Multivariate analysis showed that no relapse by Day 100, no history of classic aGvHD, older recipient age, female donor to male recipient sex mismatch, and the use of reduced intensity conditioning was significantly associated with increased risk of late aGvHD. Conversely, using posttransplant cyclophosphamide-based prophylaxis significantly reduced the risk of late aGvHD.
This retrospective analysis suggests that the severity of late aGvHD may be greater than classical aGvHD at onset, as outlined by biomarkers and clinical signs. In addition, overall response was greater in patients with classical aGvHD compared with late aGvHD.

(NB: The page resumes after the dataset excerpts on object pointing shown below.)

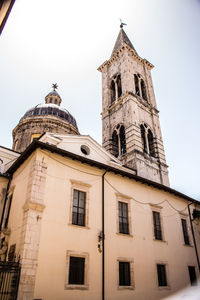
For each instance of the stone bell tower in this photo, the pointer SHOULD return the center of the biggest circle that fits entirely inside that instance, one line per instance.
(131, 127)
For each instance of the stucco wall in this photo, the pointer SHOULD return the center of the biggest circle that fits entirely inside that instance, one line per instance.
(55, 237)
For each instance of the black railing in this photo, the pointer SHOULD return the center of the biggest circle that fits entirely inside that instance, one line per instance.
(9, 279)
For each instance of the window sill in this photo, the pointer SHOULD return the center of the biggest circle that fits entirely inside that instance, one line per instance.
(76, 287)
(124, 234)
(160, 288)
(162, 241)
(186, 245)
(78, 226)
(126, 287)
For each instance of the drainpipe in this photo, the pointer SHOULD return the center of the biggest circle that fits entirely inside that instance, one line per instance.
(103, 238)
(194, 240)
(5, 202)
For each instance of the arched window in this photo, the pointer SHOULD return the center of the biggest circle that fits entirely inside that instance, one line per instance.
(122, 140)
(137, 89)
(143, 88)
(112, 90)
(115, 144)
(147, 140)
(116, 88)
(142, 129)
(151, 143)
(119, 141)
(119, 86)
(140, 88)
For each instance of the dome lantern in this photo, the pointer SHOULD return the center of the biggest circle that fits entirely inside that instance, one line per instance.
(53, 97)
(47, 117)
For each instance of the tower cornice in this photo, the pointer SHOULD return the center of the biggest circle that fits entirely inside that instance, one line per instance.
(116, 54)
(132, 97)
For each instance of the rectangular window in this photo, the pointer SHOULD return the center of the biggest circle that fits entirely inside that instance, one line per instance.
(185, 232)
(123, 217)
(157, 225)
(7, 211)
(124, 274)
(192, 274)
(162, 279)
(76, 270)
(78, 211)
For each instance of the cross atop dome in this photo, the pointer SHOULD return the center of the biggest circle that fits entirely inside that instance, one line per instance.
(53, 97)
(54, 86)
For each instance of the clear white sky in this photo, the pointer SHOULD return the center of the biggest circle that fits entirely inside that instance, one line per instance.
(46, 41)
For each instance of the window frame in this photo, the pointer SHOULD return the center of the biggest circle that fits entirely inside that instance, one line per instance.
(157, 208)
(124, 224)
(131, 274)
(82, 187)
(124, 199)
(194, 282)
(78, 221)
(168, 286)
(185, 218)
(157, 226)
(165, 276)
(84, 255)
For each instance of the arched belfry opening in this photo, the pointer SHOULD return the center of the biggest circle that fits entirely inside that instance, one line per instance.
(119, 141)
(115, 88)
(143, 88)
(112, 91)
(151, 143)
(140, 87)
(119, 86)
(147, 139)
(115, 147)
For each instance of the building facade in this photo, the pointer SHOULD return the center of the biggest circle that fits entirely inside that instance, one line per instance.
(92, 222)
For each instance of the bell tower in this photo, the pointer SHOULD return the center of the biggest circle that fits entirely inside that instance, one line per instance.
(130, 120)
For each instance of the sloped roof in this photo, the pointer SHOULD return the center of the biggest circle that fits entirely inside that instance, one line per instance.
(121, 39)
(120, 171)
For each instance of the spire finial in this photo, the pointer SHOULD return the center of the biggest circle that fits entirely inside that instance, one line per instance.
(122, 24)
(54, 86)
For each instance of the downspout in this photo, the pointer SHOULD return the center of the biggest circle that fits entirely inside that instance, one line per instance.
(103, 239)
(5, 202)
(148, 97)
(194, 240)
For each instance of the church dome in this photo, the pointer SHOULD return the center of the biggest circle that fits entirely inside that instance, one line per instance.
(48, 110)
(47, 117)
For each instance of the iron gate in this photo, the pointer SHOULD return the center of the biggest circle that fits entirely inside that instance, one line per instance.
(9, 279)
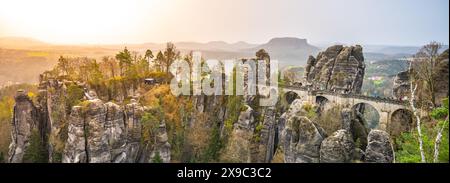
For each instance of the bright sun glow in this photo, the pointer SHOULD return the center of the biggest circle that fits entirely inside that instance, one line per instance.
(77, 21)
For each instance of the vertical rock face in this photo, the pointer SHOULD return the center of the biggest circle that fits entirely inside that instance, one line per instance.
(442, 77)
(401, 88)
(133, 113)
(239, 145)
(115, 131)
(301, 140)
(75, 148)
(53, 103)
(97, 142)
(162, 146)
(338, 68)
(337, 148)
(24, 121)
(379, 148)
(267, 136)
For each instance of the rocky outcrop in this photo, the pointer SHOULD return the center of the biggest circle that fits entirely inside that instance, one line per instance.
(239, 145)
(338, 68)
(115, 131)
(301, 140)
(25, 120)
(133, 113)
(97, 142)
(266, 140)
(337, 148)
(401, 88)
(162, 146)
(379, 148)
(75, 148)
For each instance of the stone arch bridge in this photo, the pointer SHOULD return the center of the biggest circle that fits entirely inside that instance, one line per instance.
(386, 107)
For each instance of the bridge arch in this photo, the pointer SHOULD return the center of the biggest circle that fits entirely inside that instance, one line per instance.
(322, 102)
(368, 113)
(401, 120)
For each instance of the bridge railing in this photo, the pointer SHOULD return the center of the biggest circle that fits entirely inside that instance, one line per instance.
(343, 95)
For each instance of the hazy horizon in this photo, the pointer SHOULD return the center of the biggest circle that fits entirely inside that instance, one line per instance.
(369, 22)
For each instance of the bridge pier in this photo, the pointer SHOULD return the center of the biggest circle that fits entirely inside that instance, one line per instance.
(383, 121)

This study is limited by a relatively low number of patients included with late aGvHD. In addition, treatment decisions outside of clinical trials are not consistent due to the practices of individual centers and investigators. However, this study shows that late aGvHD should be considered when testing novel treatments and can be treated with the same intensity as classical aGvHD.